From: Martin J. Dürst <duerst@it.aoyama.ac.jp>
Date: Thu, 06 Dec 2012 13:15:03 +0900
To: Leif Halvard Silli <xn--mlform-iua@xn--mlform-iua.no>
CC: John Cowan <cowan@mercury.ccil.org>, Norbert Lindenberg <w3@norbertlindenberg.com>, www-international <www-international@w3.org>
Message-ID: <50C01BC7.9000908@it.aoyama.ac.jp>

On 2012/12/06 1:56, Leif Halvard Silli wrote:
> John Cowan, Wed, 5 Dec 2012 11:31:25 -0500:
>> Norbert Lindenberg scripsit:
>>
>>> - "no longer ASCII-compatible": What does this mean? Usually when UTF-8
>>> is described as ASCII-compatible it means that all byte values that
>>> look like ASCII actually are ASCII, and the BOM doesn't break this rule.
>>
>> I take it to mean that UTF-8-encoded text containing only characters from
>> the ASCII repertoire will will be byte-for-byte the same as if it were
>> ASCII-encoded text.  This is true iff the UTF-8 data doesn't have a BOM.
>
> Usually the opposite argument is made, namely that the ASCII repertoire
> is fully UTF-8-compatible.

There are many ways of "ASCII-compatibility". A very weak one is that 
every codepoint in ASCII can be expressed in the encoding in question. 
Most (all?) EBCDIC variants would qualify, but some Japanese encoding 
variants would not (half-width backslash, anybody?).

A slightly stronger one is that the encoding uses the same codepoint for 
ASCII as ASCII itself. That's true even for UTF-16 and UTF-32.

A somewhat stronger one is that all ASCII codepoints are expressed as 
the same ASCII byte value as they are in ASCII itself. EBCDICs won't 
need to apply anymore, but some Japanese encoding variants, even 
variants of Shift_JIS and iso-2022-jp, are okay.

An even stronger condition is that in addition to the above, everything 
that looks like an ASCII byte has to represent the corresponding ASCII 
character. Now we get limited to UTF-8 (including the variant with the 
BOM), EUC-JP, and so on, but lots of single-byte encodings are still 
part of the club.

An even stronger condition is that an ASCII-only file doesn't change 
when encoded with the encoding in question. This keeps in UTF-8 without 
BOM, but kicks out UTF-8 without the BOM.

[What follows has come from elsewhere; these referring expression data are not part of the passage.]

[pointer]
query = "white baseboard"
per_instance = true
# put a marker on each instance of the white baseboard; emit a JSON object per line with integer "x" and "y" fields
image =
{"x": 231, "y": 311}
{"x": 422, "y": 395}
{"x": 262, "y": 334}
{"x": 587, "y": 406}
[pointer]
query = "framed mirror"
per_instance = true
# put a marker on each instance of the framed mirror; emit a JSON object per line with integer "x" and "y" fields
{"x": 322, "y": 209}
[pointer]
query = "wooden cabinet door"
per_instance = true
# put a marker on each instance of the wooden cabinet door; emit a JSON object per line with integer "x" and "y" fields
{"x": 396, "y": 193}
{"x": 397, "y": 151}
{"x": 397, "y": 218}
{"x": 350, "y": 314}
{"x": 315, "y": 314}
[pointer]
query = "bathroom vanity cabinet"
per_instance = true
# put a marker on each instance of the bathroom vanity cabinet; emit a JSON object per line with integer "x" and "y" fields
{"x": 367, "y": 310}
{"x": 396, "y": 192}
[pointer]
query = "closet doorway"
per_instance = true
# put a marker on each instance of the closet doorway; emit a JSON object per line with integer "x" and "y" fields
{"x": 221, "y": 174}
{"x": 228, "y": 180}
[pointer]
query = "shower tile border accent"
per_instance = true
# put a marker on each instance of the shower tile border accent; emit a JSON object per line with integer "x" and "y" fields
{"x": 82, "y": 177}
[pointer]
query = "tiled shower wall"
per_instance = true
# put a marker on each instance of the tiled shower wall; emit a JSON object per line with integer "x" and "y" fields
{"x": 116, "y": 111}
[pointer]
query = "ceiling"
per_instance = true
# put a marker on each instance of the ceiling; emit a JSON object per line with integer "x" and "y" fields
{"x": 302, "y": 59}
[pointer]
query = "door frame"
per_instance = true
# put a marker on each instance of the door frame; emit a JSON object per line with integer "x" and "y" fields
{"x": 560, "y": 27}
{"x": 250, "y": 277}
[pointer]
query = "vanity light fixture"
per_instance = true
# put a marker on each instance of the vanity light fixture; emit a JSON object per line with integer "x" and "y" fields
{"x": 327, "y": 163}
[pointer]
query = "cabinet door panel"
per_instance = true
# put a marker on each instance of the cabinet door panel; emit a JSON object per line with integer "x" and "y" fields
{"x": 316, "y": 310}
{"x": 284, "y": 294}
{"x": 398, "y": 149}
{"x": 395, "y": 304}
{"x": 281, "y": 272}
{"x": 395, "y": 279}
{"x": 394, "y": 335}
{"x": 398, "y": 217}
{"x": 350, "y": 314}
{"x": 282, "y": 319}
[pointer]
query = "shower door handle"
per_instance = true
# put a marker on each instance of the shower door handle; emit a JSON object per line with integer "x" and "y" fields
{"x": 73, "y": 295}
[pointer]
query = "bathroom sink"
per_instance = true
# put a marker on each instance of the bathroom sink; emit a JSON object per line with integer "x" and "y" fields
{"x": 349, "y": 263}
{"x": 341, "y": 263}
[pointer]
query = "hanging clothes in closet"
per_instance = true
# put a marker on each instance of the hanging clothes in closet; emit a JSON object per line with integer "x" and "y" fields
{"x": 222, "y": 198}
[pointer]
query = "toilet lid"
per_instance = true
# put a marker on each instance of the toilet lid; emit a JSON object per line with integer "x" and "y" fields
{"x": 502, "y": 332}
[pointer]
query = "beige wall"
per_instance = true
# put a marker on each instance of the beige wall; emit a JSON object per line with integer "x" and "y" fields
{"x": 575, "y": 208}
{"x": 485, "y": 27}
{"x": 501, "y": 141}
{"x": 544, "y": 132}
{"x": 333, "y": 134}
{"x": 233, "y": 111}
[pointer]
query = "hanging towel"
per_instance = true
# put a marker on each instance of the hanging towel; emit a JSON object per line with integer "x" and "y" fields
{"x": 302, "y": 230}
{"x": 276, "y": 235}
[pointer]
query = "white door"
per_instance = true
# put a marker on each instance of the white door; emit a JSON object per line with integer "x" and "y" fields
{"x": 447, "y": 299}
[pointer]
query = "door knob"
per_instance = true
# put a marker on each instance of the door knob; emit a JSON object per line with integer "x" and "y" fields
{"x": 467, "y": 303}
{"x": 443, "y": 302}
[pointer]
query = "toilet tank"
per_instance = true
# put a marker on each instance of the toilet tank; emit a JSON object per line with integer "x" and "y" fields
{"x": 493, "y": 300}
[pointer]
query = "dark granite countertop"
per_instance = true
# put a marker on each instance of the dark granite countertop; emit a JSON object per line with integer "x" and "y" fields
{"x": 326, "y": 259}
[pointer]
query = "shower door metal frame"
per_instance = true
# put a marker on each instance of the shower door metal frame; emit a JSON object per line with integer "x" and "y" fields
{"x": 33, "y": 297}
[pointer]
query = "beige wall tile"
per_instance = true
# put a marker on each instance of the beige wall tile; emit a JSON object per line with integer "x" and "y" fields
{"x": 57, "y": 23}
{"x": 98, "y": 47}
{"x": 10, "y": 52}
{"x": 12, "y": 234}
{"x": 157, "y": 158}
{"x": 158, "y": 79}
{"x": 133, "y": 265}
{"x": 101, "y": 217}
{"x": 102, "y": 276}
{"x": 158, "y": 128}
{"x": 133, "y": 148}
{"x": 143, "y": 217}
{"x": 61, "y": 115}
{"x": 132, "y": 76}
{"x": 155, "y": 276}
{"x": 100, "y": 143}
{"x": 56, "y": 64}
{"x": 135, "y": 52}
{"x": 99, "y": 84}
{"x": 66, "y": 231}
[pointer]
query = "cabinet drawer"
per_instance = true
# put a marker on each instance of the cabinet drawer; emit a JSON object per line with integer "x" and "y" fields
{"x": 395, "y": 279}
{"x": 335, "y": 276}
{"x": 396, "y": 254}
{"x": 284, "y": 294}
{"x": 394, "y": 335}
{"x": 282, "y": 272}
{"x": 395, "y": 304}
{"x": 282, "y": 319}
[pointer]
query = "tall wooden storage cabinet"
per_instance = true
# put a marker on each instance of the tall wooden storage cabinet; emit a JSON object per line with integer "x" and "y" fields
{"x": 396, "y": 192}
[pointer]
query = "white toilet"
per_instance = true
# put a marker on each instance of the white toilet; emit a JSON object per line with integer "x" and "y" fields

> It would be nice if it was clarified in the
> text when it is a problem that ASCII + BOM is no longer ASCII. Perhaps
> it relates to Unix tools? The 'UTF-8 and Unicode FAQ for Unix/Linux'
> says that BOM: [1]  "would break far too many existing ASCII syntax
> conventions (such as scripts starting with #!)"
>
> [1] http://www.cl.cam.ac.uk/~mgk25/unicode.html#linux

This is not limited to Unix/Linux. I'm very sure there's tons of tools 
and scripts on Windows that have been written assuming pure ASCII and 
that would get confused in one way or another if they met an UTF-8 BOM.

Regards,   Martin.

Received on Thursday, 6 December 2012 04:16:02 UTC